Thursday, February 21, 2013

Ipsos survey on the BC Budget - It should scare the shit out of the Liberals

Ipsos released their survey on public opinion about the BC Budget today.   I tend to not like polls on complex subjects like budgets because so few people pay enough attention to have an informed opinion.  It means that in these sort of polls the uninformed overwhelm the informed in the poll and the results are not a good reflection of what the public is thinking.

Someone that is well informed will tend to have a lot more interest in the issue and it will matter to them a lot more.  Someone that is uniformed may not really care about it one way or the other.  Polling really works best for limited discrete choices such as which party would you vote for.

Ipsos used an online panel or 1200 people that said they heard something about the budget.  There are a few questions that do interest me.

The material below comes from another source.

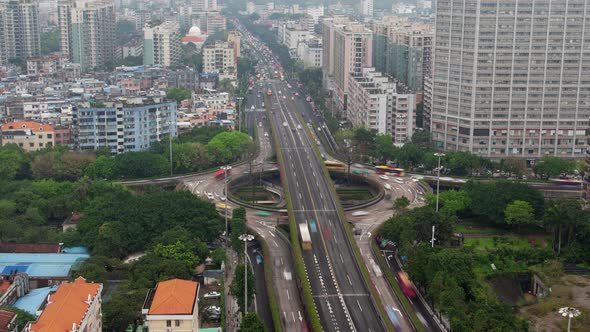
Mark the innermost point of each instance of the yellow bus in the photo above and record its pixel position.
(334, 166)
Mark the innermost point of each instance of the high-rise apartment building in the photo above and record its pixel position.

Do people approve or disapprove of the budget is a good measure of if people are possibly supportive of the government or not.   Only 5% strongly approve though 36% somewhat approve for a total of 41% approving.   This to me is the absolute upper limit the government could draw from for support.   The 5% strongly approve is worrisome for the Liberals because all the online panels have a lot more active politicos answering the survey than any normal public opinion poll and the Liberals did miserably low.

The next question that is interesting is if people believe the budget is balanced or not.   Supporters of the "Free Enterprise Coalition" should have answered Yes to this but only 12% said they thought it was balanced and 72% did not.   This means most current BC Liberal supporters do not think the budget is balanced.   This result means a lot of people considering the Liberals are really holding their nose, that is not good.  You need a strong base and then pull in a few more points with the hold your nose crowd.   The BC Liberals could very likely see their vote fall in coming polls.

The next question is one of the dumbest ones in surveying  "Overall, what impact does this provincial budget have on your likelihood of voting for Christy Clark and the BC Liberals in the provincial election to be held in May this year?"  

It is a dumb question because someone who hates the Liberals is likely to say they are less likely to vote for the BC Liberals now even though there was zero chance of voting for the BC Liberals before the budget.   The only number that might tell us something is the More Likely to Vote for the BC Liberals one and that was 13%.   Once again, this is a pathetically low number for the government and should scare them.

The final question was if people thought Adrian Dix would have been better with the finances.   I think the results give us a bit of insight into how people align themselves politically   40% thought the finances would have been worse with Dix and only 24% thought they would be better.  This is a partisan split that is not really beneficial for him.

What this survey says to me is that the 30% that I thought was the probable floor of Liberal support is clearly no longer the floor.   I think the BC Liberals could potentially fall to 20%.   I also think that the NDP is not the place a lot of people want to go, I think a lot of people out there want another choice.

1 comment:

scotty on Denman said...

I agree most nose-holders might park their votes just to catch a breath. Once that's done they'll still have time to ask the essential question: would parking their non-BC Liberal votes with any party but the NDP split enough ridings to default to the incumbent government?

In my view, Christy's preposterous LNG numbers are intended to goad the NDP into an unproductive spat with potentially vote-splitting Greens over this issue. The BC Liberals have resigned to the fact they can't win a popularity contest with the NDP; their faint hope is to cut the NDP down to their own level vis a vis the NDP's longstanding bugbear, the Greens.

I suspect a lot of current Green support is soft and fickle enough to break NDP (or possibly Conservative) just prior, or even right up to the solitude of the voting booth, the salient consensus being broad antipathy to the corrupt, moribund BC Liberal regime.

There's much more at stake for the BC Liberals than merely accepting and preparing for a term in Opposition: too thorough of a comeuppance and the party itself will vanish.